Every time I read out loud the Gospel for Epiphany, I get to the word homage and realize I should have looked it up. Is homage pronounced ah-mage or ham-mage? It’s an exotic word I don’t use outside of Epiphany. But I’m relieved to learn that either is correct. In either case, the magi offer the infant Christ “an expression of high regard.”
Let’s not forget that the magi are pretty exotic visitors. A member of our parish made some flamboyant headpieces for our annual Epiphany procession of the three magi. Most of us would probably not want to be seen in these “crowns.”
We’re so used to seeing wise men at the crèche that we don’t realize how strange they really are. They’re certainly more intriguing than the pedestrian, sleepy shepherds on the hillside. These magi are pagans, gentiles. They may have been astronomers, fortune-tellers, magicians or practiced occult artists. They’re certainly colorful.

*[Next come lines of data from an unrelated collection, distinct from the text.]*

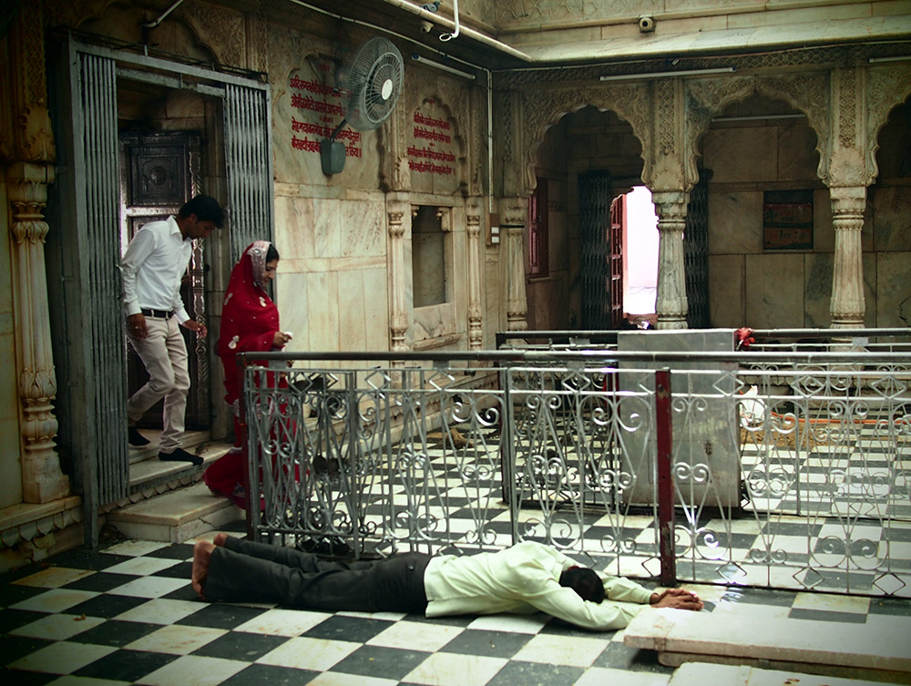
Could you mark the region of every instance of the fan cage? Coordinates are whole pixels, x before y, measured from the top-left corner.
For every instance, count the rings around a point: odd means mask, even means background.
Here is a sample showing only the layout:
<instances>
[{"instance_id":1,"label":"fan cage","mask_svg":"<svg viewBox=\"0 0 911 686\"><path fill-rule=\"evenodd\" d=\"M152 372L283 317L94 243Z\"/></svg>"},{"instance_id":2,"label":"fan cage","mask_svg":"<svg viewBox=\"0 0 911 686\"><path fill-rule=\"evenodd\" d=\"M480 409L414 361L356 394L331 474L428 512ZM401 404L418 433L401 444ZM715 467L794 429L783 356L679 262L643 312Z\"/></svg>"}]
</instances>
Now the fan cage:
<instances>
[{"instance_id":1,"label":"fan cage","mask_svg":"<svg viewBox=\"0 0 911 686\"><path fill-rule=\"evenodd\" d=\"M402 54L385 38L371 38L361 46L346 79L348 97L343 110L356 129L379 127L392 113L402 92L404 67ZM384 88L388 89L384 97Z\"/></svg>"}]
</instances>

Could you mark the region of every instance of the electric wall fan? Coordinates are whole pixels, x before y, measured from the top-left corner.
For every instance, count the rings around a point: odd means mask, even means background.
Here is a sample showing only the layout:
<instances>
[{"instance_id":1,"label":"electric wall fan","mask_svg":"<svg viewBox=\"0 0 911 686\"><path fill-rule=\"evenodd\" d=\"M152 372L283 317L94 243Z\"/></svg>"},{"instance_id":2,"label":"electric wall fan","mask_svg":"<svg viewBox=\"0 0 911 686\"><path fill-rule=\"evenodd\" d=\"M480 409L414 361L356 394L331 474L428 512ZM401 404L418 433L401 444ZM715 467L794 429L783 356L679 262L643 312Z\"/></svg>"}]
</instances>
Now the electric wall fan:
<instances>
[{"instance_id":1,"label":"electric wall fan","mask_svg":"<svg viewBox=\"0 0 911 686\"><path fill-rule=\"evenodd\" d=\"M404 67L402 54L385 38L371 38L362 45L341 73L342 114L333 135L320 141L322 173L338 174L344 169L345 147L335 137L345 124L357 131L378 128L392 114L402 93Z\"/></svg>"}]
</instances>

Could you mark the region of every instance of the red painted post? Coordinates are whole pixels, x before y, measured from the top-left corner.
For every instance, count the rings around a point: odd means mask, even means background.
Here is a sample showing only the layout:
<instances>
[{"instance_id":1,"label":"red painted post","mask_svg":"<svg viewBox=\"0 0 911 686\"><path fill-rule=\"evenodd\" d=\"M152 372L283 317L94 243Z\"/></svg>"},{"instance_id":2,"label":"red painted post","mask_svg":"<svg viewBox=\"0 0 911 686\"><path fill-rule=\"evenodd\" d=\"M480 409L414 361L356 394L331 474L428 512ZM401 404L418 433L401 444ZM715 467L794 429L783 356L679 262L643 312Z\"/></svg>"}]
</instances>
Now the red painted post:
<instances>
[{"instance_id":1,"label":"red painted post","mask_svg":"<svg viewBox=\"0 0 911 686\"><path fill-rule=\"evenodd\" d=\"M655 428L658 435L658 547L662 586L677 585L674 554L674 480L670 470L673 435L670 427L670 370L655 372Z\"/></svg>"},{"instance_id":2,"label":"red painted post","mask_svg":"<svg viewBox=\"0 0 911 686\"><path fill-rule=\"evenodd\" d=\"M247 509L244 513L247 519L247 539L253 540L253 519L252 519L252 503L256 503L259 507L259 485L257 485L256 489L256 500L253 499L253 494L250 487L250 446L247 445L247 406L244 403L244 389L247 385L247 360L243 355L236 355L237 357L237 378L240 382L241 392L238 394L238 428L240 429L240 435L237 436L239 439L239 444L241 445L241 453L243 456L243 479L241 484L243 484L243 499L247 502Z\"/></svg>"}]
</instances>

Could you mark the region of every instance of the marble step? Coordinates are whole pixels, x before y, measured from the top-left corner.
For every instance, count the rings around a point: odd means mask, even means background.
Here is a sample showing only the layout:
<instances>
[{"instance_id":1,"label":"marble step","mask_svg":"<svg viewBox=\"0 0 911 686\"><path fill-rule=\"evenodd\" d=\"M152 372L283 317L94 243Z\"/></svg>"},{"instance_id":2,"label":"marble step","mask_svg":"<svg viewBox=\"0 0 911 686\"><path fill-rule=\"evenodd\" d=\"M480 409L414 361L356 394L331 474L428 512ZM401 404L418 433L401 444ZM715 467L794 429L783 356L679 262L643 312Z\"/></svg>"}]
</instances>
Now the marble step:
<instances>
[{"instance_id":1,"label":"marble step","mask_svg":"<svg viewBox=\"0 0 911 686\"><path fill-rule=\"evenodd\" d=\"M180 543L243 518L243 510L195 484L107 514L107 523L128 538Z\"/></svg>"},{"instance_id":2,"label":"marble step","mask_svg":"<svg viewBox=\"0 0 911 686\"><path fill-rule=\"evenodd\" d=\"M150 459L158 459L159 442L161 437L161 429L139 429L139 433L148 439L148 445L139 448L129 446L129 464L136 465ZM193 452L193 446L207 443L210 438L208 431L185 431L183 434L183 447L189 452Z\"/></svg>"},{"instance_id":3,"label":"marble step","mask_svg":"<svg viewBox=\"0 0 911 686\"><path fill-rule=\"evenodd\" d=\"M865 621L819 621L719 604L711 612L648 608L623 642L658 651L661 664L717 662L797 670L849 679L911 683L911 617L868 614Z\"/></svg>"},{"instance_id":4,"label":"marble step","mask_svg":"<svg viewBox=\"0 0 911 686\"><path fill-rule=\"evenodd\" d=\"M745 665L687 662L674 671L668 686L888 686L884 681L806 674L794 670L761 670Z\"/></svg>"},{"instance_id":5,"label":"marble step","mask_svg":"<svg viewBox=\"0 0 911 686\"><path fill-rule=\"evenodd\" d=\"M227 443L210 443L208 434L201 438L192 437L195 442L186 441L184 449L202 457L202 465L196 466L188 462L162 462L159 459L158 450L154 449L141 461L130 463L130 499L135 502L142 494L148 497L154 492L162 493L199 481L206 468L231 447Z\"/></svg>"}]
</instances>

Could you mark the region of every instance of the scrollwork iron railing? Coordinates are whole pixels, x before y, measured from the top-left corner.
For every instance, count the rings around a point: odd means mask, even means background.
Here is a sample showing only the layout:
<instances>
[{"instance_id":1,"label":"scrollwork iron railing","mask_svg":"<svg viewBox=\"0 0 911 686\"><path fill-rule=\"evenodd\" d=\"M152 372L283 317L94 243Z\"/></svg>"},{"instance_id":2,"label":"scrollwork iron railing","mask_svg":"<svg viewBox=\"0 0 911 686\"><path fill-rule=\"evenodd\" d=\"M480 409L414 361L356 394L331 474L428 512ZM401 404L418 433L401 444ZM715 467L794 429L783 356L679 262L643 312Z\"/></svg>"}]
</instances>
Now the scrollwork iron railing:
<instances>
[{"instance_id":1,"label":"scrollwork iron railing","mask_svg":"<svg viewBox=\"0 0 911 686\"><path fill-rule=\"evenodd\" d=\"M246 367L255 538L353 557L535 539L662 578L673 550L680 580L911 596L907 353L367 355Z\"/></svg>"}]
</instances>

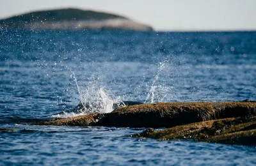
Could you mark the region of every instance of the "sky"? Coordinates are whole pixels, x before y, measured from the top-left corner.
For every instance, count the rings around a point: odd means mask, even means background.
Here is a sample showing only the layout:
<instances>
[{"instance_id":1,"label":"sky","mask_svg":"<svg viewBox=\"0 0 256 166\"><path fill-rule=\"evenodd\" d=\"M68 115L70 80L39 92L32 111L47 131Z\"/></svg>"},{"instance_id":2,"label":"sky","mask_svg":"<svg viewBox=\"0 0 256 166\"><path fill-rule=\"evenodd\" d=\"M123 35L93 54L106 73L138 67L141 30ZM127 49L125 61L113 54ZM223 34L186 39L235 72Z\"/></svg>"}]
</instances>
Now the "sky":
<instances>
[{"instance_id":1,"label":"sky","mask_svg":"<svg viewBox=\"0 0 256 166\"><path fill-rule=\"evenodd\" d=\"M0 0L0 19L70 7L121 15L156 31L256 30L256 0Z\"/></svg>"}]
</instances>

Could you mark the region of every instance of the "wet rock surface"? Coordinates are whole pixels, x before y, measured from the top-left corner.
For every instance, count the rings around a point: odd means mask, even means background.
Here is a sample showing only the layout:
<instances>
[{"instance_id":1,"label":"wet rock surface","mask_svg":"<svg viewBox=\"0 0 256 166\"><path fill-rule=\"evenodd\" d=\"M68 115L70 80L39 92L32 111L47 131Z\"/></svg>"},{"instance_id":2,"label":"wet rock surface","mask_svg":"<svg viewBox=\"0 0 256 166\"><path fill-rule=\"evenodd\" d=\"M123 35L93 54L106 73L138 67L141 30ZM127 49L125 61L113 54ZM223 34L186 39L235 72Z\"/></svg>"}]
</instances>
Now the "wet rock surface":
<instances>
[{"instance_id":1,"label":"wet rock surface","mask_svg":"<svg viewBox=\"0 0 256 166\"><path fill-rule=\"evenodd\" d=\"M150 128L131 137L159 140L193 140L214 143L256 145L256 116L203 121L157 132Z\"/></svg>"},{"instance_id":2,"label":"wet rock surface","mask_svg":"<svg viewBox=\"0 0 256 166\"><path fill-rule=\"evenodd\" d=\"M120 107L111 113L92 114L40 122L36 125L104 126L150 128L132 137L161 140L256 145L256 103L176 102Z\"/></svg>"}]
</instances>

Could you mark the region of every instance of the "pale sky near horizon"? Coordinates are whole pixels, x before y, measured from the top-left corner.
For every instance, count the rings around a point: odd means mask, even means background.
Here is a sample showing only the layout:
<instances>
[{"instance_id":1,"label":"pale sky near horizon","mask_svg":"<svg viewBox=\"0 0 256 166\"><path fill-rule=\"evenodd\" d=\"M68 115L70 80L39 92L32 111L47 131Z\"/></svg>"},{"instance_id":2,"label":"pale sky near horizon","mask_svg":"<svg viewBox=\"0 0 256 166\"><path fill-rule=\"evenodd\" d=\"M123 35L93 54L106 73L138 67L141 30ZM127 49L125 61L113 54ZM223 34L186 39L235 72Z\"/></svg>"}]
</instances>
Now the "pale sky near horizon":
<instances>
[{"instance_id":1,"label":"pale sky near horizon","mask_svg":"<svg viewBox=\"0 0 256 166\"><path fill-rule=\"evenodd\" d=\"M0 0L0 19L69 7L121 15L157 31L256 30L256 0Z\"/></svg>"}]
</instances>

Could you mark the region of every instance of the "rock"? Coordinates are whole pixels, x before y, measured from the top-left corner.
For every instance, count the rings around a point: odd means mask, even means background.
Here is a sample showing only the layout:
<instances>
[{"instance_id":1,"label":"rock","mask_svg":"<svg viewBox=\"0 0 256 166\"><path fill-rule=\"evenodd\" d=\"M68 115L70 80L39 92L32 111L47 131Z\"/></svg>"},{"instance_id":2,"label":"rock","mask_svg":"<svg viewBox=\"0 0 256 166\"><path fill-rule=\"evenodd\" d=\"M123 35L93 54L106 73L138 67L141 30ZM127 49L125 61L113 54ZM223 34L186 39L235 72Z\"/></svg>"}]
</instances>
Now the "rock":
<instances>
[{"instance_id":1,"label":"rock","mask_svg":"<svg viewBox=\"0 0 256 166\"><path fill-rule=\"evenodd\" d=\"M211 120L132 135L160 140L193 140L198 142L256 145L256 116Z\"/></svg>"},{"instance_id":2,"label":"rock","mask_svg":"<svg viewBox=\"0 0 256 166\"><path fill-rule=\"evenodd\" d=\"M104 114L93 114L72 117L67 119L60 119L49 121L42 121L34 124L41 126L96 126L99 119L104 116Z\"/></svg>"},{"instance_id":3,"label":"rock","mask_svg":"<svg viewBox=\"0 0 256 166\"><path fill-rule=\"evenodd\" d=\"M97 123L100 126L168 128L199 121L256 114L256 103L176 102L118 108Z\"/></svg>"},{"instance_id":4,"label":"rock","mask_svg":"<svg viewBox=\"0 0 256 166\"><path fill-rule=\"evenodd\" d=\"M195 122L256 114L256 103L177 102L141 104L36 123L44 125L170 128Z\"/></svg>"}]
</instances>

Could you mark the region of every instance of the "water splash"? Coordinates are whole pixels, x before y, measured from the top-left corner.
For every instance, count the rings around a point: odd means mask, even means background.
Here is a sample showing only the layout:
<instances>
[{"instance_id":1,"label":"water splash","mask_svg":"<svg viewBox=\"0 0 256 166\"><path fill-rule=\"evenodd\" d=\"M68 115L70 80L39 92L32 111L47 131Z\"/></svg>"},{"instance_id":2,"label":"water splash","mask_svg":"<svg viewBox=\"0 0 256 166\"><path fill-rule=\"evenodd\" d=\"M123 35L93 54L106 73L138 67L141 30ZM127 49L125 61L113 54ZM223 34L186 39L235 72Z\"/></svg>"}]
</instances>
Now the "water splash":
<instances>
[{"instance_id":1,"label":"water splash","mask_svg":"<svg viewBox=\"0 0 256 166\"><path fill-rule=\"evenodd\" d=\"M144 102L145 103L153 103L154 102L156 93L157 92L157 91L158 91L158 93L162 91L162 93L164 92L164 93L166 94L161 99L161 102L162 102L164 98L165 98L167 96L166 93L170 90L170 88L165 87L163 85L158 85L158 86L156 85L156 83L159 79L159 75L163 72L163 70L164 69L164 68L166 68L166 65L167 65L167 61L164 61L163 62L159 63L158 65L157 74L155 75L155 76L154 77L154 78L152 84L150 86L150 89L149 89L149 91L147 94L146 99Z\"/></svg>"},{"instance_id":2,"label":"water splash","mask_svg":"<svg viewBox=\"0 0 256 166\"><path fill-rule=\"evenodd\" d=\"M98 78L92 77L86 88L83 89L79 85L75 73L67 66L66 68L72 73L70 77L76 84L80 102L75 109L52 115L51 117L67 118L87 114L109 113L113 110L114 103L118 107L125 106L120 96L115 98L110 91L107 91L104 86L100 86Z\"/></svg>"}]
</instances>

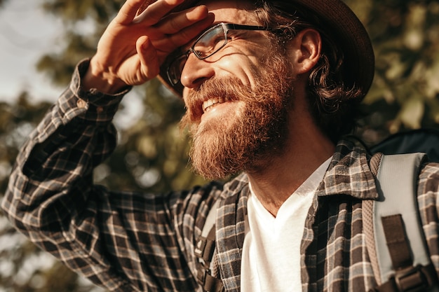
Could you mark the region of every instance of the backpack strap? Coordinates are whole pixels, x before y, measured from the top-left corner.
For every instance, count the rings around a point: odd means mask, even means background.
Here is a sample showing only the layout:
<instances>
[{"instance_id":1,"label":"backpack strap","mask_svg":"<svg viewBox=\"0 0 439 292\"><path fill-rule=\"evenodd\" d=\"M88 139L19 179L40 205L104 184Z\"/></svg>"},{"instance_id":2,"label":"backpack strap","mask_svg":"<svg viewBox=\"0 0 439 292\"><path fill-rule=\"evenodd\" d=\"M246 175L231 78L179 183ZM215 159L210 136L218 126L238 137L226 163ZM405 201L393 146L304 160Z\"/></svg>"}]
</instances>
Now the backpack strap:
<instances>
[{"instance_id":1,"label":"backpack strap","mask_svg":"<svg viewBox=\"0 0 439 292\"><path fill-rule=\"evenodd\" d=\"M371 291L439 291L428 290L435 284L437 286L438 279L426 251L416 195L424 157L424 153L377 154L371 160L380 197L378 202L371 200L365 207L366 242L379 284ZM367 214L370 212L372 215ZM372 239L367 238L371 236L367 231L370 225Z\"/></svg>"},{"instance_id":2,"label":"backpack strap","mask_svg":"<svg viewBox=\"0 0 439 292\"><path fill-rule=\"evenodd\" d=\"M198 259L197 263L197 280L205 292L222 292L224 291L221 279L214 277L217 274L217 258L215 256L215 225L217 209L219 204L217 200L210 210L203 226L201 235L197 239L194 253Z\"/></svg>"}]
</instances>

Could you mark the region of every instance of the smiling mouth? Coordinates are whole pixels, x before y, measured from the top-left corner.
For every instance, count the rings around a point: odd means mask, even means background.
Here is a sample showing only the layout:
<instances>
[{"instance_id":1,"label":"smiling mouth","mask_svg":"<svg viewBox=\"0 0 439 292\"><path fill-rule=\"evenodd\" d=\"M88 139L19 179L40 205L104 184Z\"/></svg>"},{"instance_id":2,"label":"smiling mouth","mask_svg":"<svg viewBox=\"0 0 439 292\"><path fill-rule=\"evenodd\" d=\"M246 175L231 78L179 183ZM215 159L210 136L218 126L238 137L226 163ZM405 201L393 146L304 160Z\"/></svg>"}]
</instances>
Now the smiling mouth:
<instances>
[{"instance_id":1,"label":"smiling mouth","mask_svg":"<svg viewBox=\"0 0 439 292\"><path fill-rule=\"evenodd\" d=\"M203 102L203 112L207 113L216 105L223 104L224 102L225 99L222 97L208 99Z\"/></svg>"}]
</instances>

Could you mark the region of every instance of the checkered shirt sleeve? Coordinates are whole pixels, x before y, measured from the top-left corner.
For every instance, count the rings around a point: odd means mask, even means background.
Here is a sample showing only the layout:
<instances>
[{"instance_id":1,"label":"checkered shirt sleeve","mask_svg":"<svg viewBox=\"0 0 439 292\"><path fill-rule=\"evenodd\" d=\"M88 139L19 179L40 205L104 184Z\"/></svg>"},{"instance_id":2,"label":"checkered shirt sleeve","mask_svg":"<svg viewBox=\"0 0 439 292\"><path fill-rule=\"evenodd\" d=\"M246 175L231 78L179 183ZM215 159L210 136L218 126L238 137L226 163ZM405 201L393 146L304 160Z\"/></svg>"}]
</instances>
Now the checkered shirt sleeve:
<instances>
[{"instance_id":1,"label":"checkered shirt sleeve","mask_svg":"<svg viewBox=\"0 0 439 292\"><path fill-rule=\"evenodd\" d=\"M161 195L94 186L93 167L116 146L112 120L128 90L83 90L88 64L23 146L2 208L36 245L111 291L196 291L191 239L212 202L206 196L221 186Z\"/></svg>"}]
</instances>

These exotic magi show that Jesus is Messiah not only for his own people but for all the diverse and exotic people of the earth. The Gospel has other exotic twists. Treasure chests of gold, frankincense and myrrh. Gold for a king, but incense and myrrh foreshadow Jesus’ death and burial. No room for sentimentality here — there will be rejection and death and sacrifice. There will be a power struggle. King Herod is threatened by news of this infant king.
And then there’s that star. It leads not to the halls of power but to this helpless, vulnerable infant. The magi travel a great distance to offer their homage to this mysterious newborn.
After hearing the Christmas and Epiphany Gospels year after year they become so familiar to us. After all, the carols are sung and recorded by believers and non-believers alike. Yet the message is exotic and exciting and eccentric. An “epiphany” is an aha experience, after all.
The profound truth of Epiphany is that God’s love is for all the world, for all nations, for all people. Christ is born that God’s faithfulness might be made manifest, made known, revealed to all the ends of the earth. Go tell it on the mountain, we sing. And for the part of us that is a bit outside the box — exotic, eccentric, unusual — that part is welcome as well.
We, too, seek to be wise women, men and children. We, too, seek a savior who will bring justice, peace and righteousness. We, too, come to pay homage to the one who delivers us from sin and death. We, too, seek to begin a new year with openness to all the wonders and surprises before us.
For the most exotic part of Epiphany is our God — a God whose love is extravagant, whose grace is boundless, whose star shines with mercy and hope. O come, let us adore. O come, let us offer homage.